Do you feel me beside you in your bed?
There beside you where I used to lay?
I watch you silently as you cry into your pillow, and I heard you whisper my name softly. Oh Pauly, I'm so sorry I had to go. So sorry that you don't see that I never left you - that I'm still here. I gently caress your check, wishing I could wipe those tears from your face. I lay next to you on the bed where I had lain so many times before, by your side where I have always been, and will always be.

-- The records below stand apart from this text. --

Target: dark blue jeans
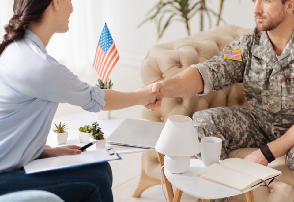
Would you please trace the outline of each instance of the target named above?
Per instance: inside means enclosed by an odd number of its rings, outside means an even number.
[[[0,195],[43,190],[66,201],[112,201],[112,184],[107,162],[29,175],[22,169],[0,173]]]

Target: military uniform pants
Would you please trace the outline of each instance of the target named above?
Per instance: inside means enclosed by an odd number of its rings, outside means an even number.
[[[199,138],[212,136],[222,140],[222,160],[228,157],[228,149],[259,147],[289,129],[275,127],[252,111],[225,107],[208,109],[195,112],[193,122]],[[292,171],[293,153],[294,148],[286,156],[286,164]]]

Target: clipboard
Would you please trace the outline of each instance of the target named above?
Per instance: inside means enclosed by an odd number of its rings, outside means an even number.
[[[25,174],[29,174],[121,159],[113,148],[103,148],[84,152],[78,155],[36,159],[29,162],[23,168]]]

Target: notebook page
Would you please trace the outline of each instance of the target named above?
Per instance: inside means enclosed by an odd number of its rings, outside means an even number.
[[[282,174],[280,171],[271,168],[238,158],[225,159],[221,164],[263,180]]]
[[[198,176],[240,191],[261,182],[255,177],[217,163],[203,169],[198,174]]]

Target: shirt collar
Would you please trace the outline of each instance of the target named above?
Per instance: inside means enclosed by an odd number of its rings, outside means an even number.
[[[28,29],[26,29],[25,30],[24,37],[30,39],[37,44],[39,46],[42,52],[44,53],[47,53],[47,51],[45,48],[45,46],[40,37],[36,34]]]

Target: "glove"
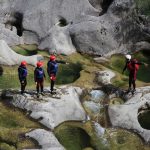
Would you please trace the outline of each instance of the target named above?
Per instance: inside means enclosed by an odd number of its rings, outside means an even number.
[[[24,84],[24,81],[21,81],[22,84]]]

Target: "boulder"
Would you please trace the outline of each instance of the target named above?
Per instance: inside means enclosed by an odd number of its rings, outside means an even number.
[[[75,87],[61,87],[60,99],[43,96],[41,101],[30,94],[14,95],[12,104],[15,107],[25,109],[30,113],[30,117],[37,119],[40,123],[50,129],[54,129],[64,121],[83,121],[86,113],[79,100],[79,94]],[[45,89],[46,90],[46,89]]]
[[[115,77],[115,73],[111,70],[104,70],[97,72],[97,81],[100,84],[107,85],[111,84],[111,79]]]
[[[44,129],[35,129],[25,136],[35,139],[42,149],[45,150],[65,150],[65,148],[58,142],[54,134]]]
[[[4,40],[0,40],[0,64],[19,65],[25,60],[28,64],[36,66],[37,61],[42,60],[41,55],[23,56],[15,53]]]
[[[145,142],[150,142],[150,130],[141,127],[138,122],[138,113],[145,104],[150,105],[150,87],[137,89],[134,96],[121,105],[112,105],[108,108],[109,118],[113,127],[120,127],[138,133]]]
[[[133,0],[3,0],[0,39],[65,54],[127,53],[150,37],[137,20]]]

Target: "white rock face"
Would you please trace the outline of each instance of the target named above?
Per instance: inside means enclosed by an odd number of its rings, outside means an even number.
[[[15,95],[12,104],[21,109],[31,111],[30,116],[39,119],[39,122],[50,129],[64,121],[85,120],[86,113],[82,108],[79,95],[74,87],[62,87],[60,91],[66,90],[61,99],[43,97],[40,102],[31,95]]]
[[[36,65],[37,61],[42,60],[41,55],[22,56],[15,53],[4,40],[0,40],[0,64],[17,65],[25,60],[27,64]]]
[[[109,106],[109,117],[114,127],[133,130],[146,142],[150,142],[150,130],[138,122],[138,110],[146,103],[150,105],[150,87],[138,88],[137,93],[122,105]]]
[[[99,16],[105,5],[108,10]],[[37,43],[42,49],[65,54],[126,52],[147,34],[134,19],[134,6],[133,0],[111,4],[103,0],[2,0],[0,39],[13,45]],[[6,29],[7,24],[18,24],[18,12],[22,14],[21,37]]]
[[[97,81],[101,84],[110,84],[111,79],[115,77],[115,73],[111,70],[99,71],[97,73]]]
[[[65,148],[58,142],[56,137],[50,131],[48,132],[44,129],[36,129],[26,133],[26,136],[38,141],[43,150],[65,150]]]

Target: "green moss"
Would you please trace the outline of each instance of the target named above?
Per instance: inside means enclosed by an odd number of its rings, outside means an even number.
[[[61,126],[55,135],[67,150],[82,150],[90,146],[90,137],[81,128]]]
[[[107,145],[103,144],[103,139],[96,135],[91,122],[65,122],[58,126],[54,133],[67,150],[81,150],[87,147],[95,150],[108,149]]]
[[[140,65],[137,73],[137,86],[145,86],[150,83],[150,53],[147,51],[140,51],[134,53],[132,58],[136,58],[139,62],[147,63],[148,66]],[[110,62],[105,64],[107,68],[112,69],[116,73],[116,77],[112,80],[113,84],[118,87],[128,86],[128,70],[122,75],[123,68],[125,66],[125,57],[122,54],[113,55],[110,58]]]
[[[140,125],[142,126],[142,128],[147,129],[147,130],[150,130],[149,116],[150,116],[150,110],[149,111],[147,110],[138,116],[138,121]]]
[[[14,146],[10,146],[6,143],[0,143],[0,149],[1,150],[16,150]]]
[[[142,140],[126,130],[108,129],[107,139],[111,150],[148,150],[149,147],[143,145]]]
[[[10,108],[0,102],[0,149],[23,149],[37,147],[32,140],[25,138],[25,133],[40,125],[27,118],[25,112]]]

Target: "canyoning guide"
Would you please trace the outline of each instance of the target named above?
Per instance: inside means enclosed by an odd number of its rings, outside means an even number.
[[[19,77],[19,80],[20,80],[20,84],[21,84],[21,94],[24,93],[25,91],[25,87],[27,85],[27,74],[28,74],[28,71],[27,71],[27,62],[26,61],[22,61],[20,66],[18,67],[18,77]]]
[[[136,59],[131,59],[131,55],[125,55],[126,58],[126,64],[123,69],[123,72],[128,69],[129,71],[129,88],[127,90],[127,93],[132,92],[134,94],[136,92],[136,77],[137,77],[137,72],[140,67],[140,65],[145,65],[145,63],[138,62]],[[131,86],[133,85],[133,89]]]
[[[47,73],[51,81],[51,85],[50,85],[51,94],[56,94],[56,92],[54,91],[54,85],[55,85],[56,75],[58,71],[58,63],[67,64],[64,61],[56,60],[56,56],[54,54],[50,55],[50,60],[47,63]]]
[[[34,70],[34,81],[36,84],[36,90],[37,90],[37,96],[39,96],[39,90],[41,90],[41,94],[43,93],[44,88],[44,78],[45,78],[45,72],[43,69],[43,62],[39,61],[37,62],[37,67]]]

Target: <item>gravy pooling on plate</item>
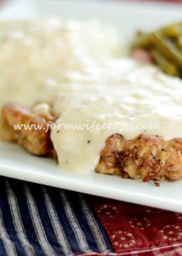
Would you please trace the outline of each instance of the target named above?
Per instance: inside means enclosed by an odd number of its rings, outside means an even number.
[[[63,169],[94,170],[115,133],[181,137],[182,82],[119,57],[120,45],[115,31],[96,24],[0,25],[0,107],[50,104],[58,116],[51,139]]]

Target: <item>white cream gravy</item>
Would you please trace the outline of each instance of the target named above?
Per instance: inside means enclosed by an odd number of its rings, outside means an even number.
[[[181,137],[181,80],[119,51],[116,32],[95,24],[3,23],[0,107],[51,103],[51,139],[68,171],[93,171],[114,133]]]

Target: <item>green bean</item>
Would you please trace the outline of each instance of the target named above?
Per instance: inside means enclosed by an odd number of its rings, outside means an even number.
[[[166,38],[178,38],[181,33],[182,22],[179,22],[159,30]]]
[[[166,56],[182,70],[182,54],[174,44],[170,45],[158,32],[151,33],[150,39],[162,55]]]

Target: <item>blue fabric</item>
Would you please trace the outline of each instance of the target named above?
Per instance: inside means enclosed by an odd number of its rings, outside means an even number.
[[[90,196],[0,177],[0,256],[112,253]]]

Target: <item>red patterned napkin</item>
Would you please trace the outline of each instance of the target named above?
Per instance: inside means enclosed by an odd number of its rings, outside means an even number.
[[[182,214],[104,198],[93,205],[118,255],[182,255]]]

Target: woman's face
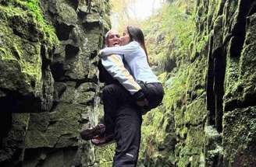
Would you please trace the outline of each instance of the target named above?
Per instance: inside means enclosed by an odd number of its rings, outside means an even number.
[[[127,30],[125,30],[123,33],[123,37],[121,37],[121,45],[126,45],[130,43],[130,38]]]

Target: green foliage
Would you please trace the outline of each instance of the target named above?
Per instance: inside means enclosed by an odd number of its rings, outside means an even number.
[[[163,67],[169,59],[183,59],[190,54],[195,30],[193,6],[193,1],[166,3],[142,23],[152,64]]]
[[[45,40],[48,42],[50,47],[59,43],[55,28],[44,18],[40,8],[39,0],[9,0],[8,2],[11,2],[15,7],[20,6],[23,9],[27,9],[34,16],[41,29],[44,33]]]

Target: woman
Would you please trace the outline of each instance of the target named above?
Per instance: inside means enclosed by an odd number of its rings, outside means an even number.
[[[149,67],[142,31],[137,27],[127,26],[123,33],[122,43],[123,46],[101,50],[100,57],[112,54],[123,54],[124,60],[142,91],[140,89],[131,96],[124,87],[118,84],[105,86],[102,92],[105,117],[111,118],[105,120],[112,121],[105,121],[105,127],[99,124],[91,130],[84,130],[81,134],[82,138],[88,140],[93,137],[92,143],[101,145],[111,141],[113,139],[113,135],[111,134],[115,133],[115,167],[136,166],[142,121],[141,110],[137,108],[143,107],[144,113],[155,108],[161,103],[164,95],[162,84]]]
[[[146,101],[137,101],[137,103],[144,106],[146,110],[155,108],[161,103],[164,92],[148,64],[144,34],[137,27],[127,26],[121,40],[123,46],[106,47],[99,55],[103,57],[112,54],[123,54],[146,97]]]

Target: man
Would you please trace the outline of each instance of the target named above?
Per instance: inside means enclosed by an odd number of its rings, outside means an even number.
[[[108,47],[119,45],[120,39],[118,32],[113,30],[108,31],[105,43]],[[144,105],[144,96],[140,86],[130,75],[129,68],[123,61],[122,55],[105,57],[101,59],[101,64],[99,64],[100,80],[107,83],[102,92],[106,126],[105,129],[99,125],[96,129],[92,129],[93,132],[96,130],[101,134],[92,139],[92,143],[96,145],[106,144],[112,139],[114,134],[117,147],[113,166],[136,166],[142,118],[141,110],[135,101],[139,105]],[[83,135],[82,132],[81,136],[84,137],[84,133]]]

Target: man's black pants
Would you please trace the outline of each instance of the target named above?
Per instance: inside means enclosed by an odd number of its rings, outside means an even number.
[[[148,110],[162,102],[164,92],[160,83],[139,83],[149,102]],[[136,166],[140,142],[142,110],[123,86],[110,84],[103,89],[106,134],[115,134],[117,144],[114,167]]]
[[[103,89],[102,100],[106,133],[114,133],[117,144],[113,166],[136,166],[140,144],[140,109],[130,92],[116,84]]]

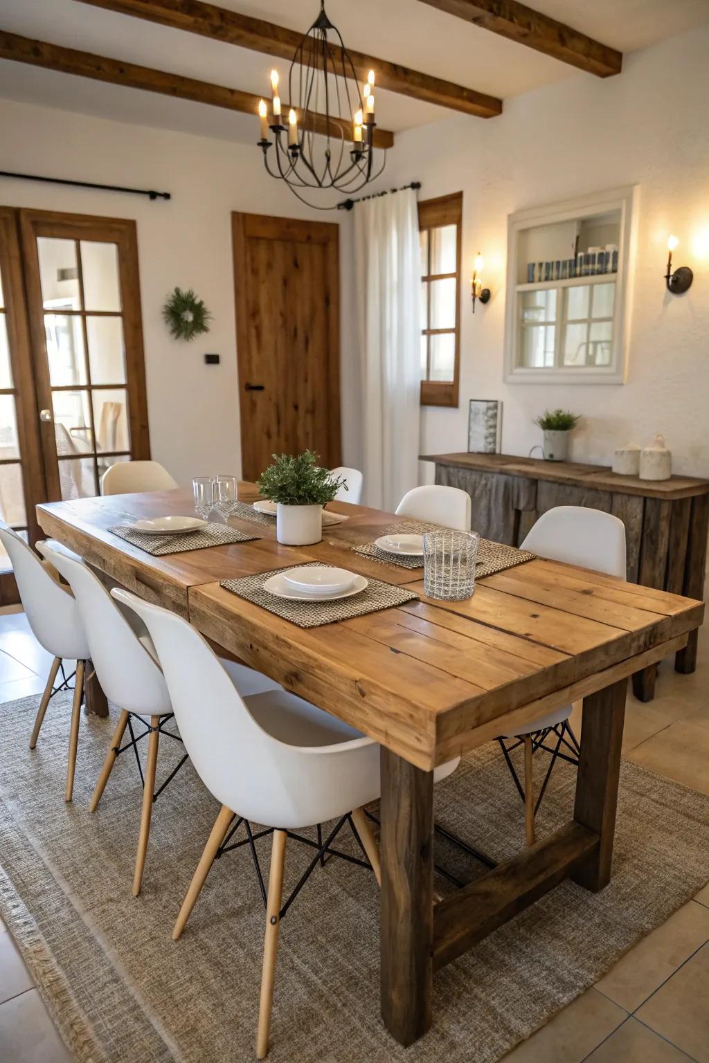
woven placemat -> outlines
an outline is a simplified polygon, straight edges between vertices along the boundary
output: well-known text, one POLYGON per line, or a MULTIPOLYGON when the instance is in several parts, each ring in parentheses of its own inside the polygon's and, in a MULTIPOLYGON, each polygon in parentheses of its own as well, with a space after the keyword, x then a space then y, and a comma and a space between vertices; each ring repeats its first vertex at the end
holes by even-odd
MULTIPOLYGON (((418 521, 406 521, 403 524, 392 524, 383 532, 383 535, 423 535, 424 532, 440 530, 438 525, 421 524, 418 521)), ((368 557, 370 561, 378 561, 381 564, 393 564, 399 569, 421 569, 423 570, 422 557, 403 557, 400 554, 388 554, 381 550, 375 543, 368 542, 364 546, 352 546, 355 554, 368 557)), ((480 539, 477 546, 477 560, 475 562, 475 578, 484 579, 492 576, 495 572, 504 572, 505 569, 512 569, 516 564, 524 561, 531 561, 537 555, 528 550, 520 550, 518 546, 506 546, 502 542, 492 542, 491 539, 480 539)))
POLYGON ((223 546, 230 542, 251 542, 258 539, 257 535, 249 535, 248 532, 239 532, 238 528, 230 527, 229 524, 215 524, 209 522, 206 528, 198 532, 190 532, 188 535, 155 536, 146 535, 145 532, 134 532, 133 528, 124 524, 108 528, 112 535, 117 535, 119 539, 124 539, 133 546, 139 546, 147 554, 153 557, 163 557, 165 554, 183 554, 188 550, 204 550, 207 546, 223 546))
MULTIPOLYGON (((325 568, 320 561, 310 561, 310 566, 325 568)), ((286 569, 272 569, 270 572, 259 572, 255 576, 244 576, 241 579, 222 579, 220 587, 238 594, 247 602, 253 602, 269 612, 289 620, 291 624, 299 627, 320 627, 322 624, 334 624, 338 620, 350 620, 352 617, 364 617, 368 612, 377 612, 379 609, 391 609, 393 606, 403 605, 419 595, 413 591, 405 590, 403 587, 392 587, 379 579, 370 579, 368 587, 360 594, 353 594, 351 597, 331 601, 325 598, 322 602, 296 602, 291 598, 280 598, 274 594, 269 594, 264 590, 264 584, 276 572, 285 572, 286 569)))
MULTIPOLYGON (((253 521, 254 524, 267 524, 273 527, 275 524, 275 513, 259 513, 250 502, 232 502, 225 510, 227 517, 240 517, 242 521, 253 521)), ((343 513, 328 513, 326 509, 322 511, 322 526, 335 526, 342 521, 349 520, 343 513)))

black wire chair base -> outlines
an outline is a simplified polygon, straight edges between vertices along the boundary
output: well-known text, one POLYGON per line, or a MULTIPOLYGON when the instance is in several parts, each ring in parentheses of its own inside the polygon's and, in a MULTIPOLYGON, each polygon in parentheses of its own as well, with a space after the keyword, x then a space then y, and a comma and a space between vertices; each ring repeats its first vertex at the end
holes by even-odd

And there's a danger in loving somebody too much
And it's sad when you know it's your heart they can't touch
There's a reason why people don't stay who they are
Baby sometimes love just ain't enough
Perhaps I should I have told you what I felt before I took my life. Perhaps I should have let you know that it was you, and only you that kept me going as long as I did. Perhaps I could've tried harder to be who you wanted me to be. Perhaps I should have let you have your own say. But I didn't Pauly, because I knew you would talk me out of it.
How I wanted to hold you that day you visited my grave. Wanted to dry your tears as they washed down your face, wanted to comfort you as you delicately placed a single rose on my resting-place.
You were too close to see Paul. To close to see how wrong I was for you. To close to realise you'd be better off without me. Too close to see my love for you.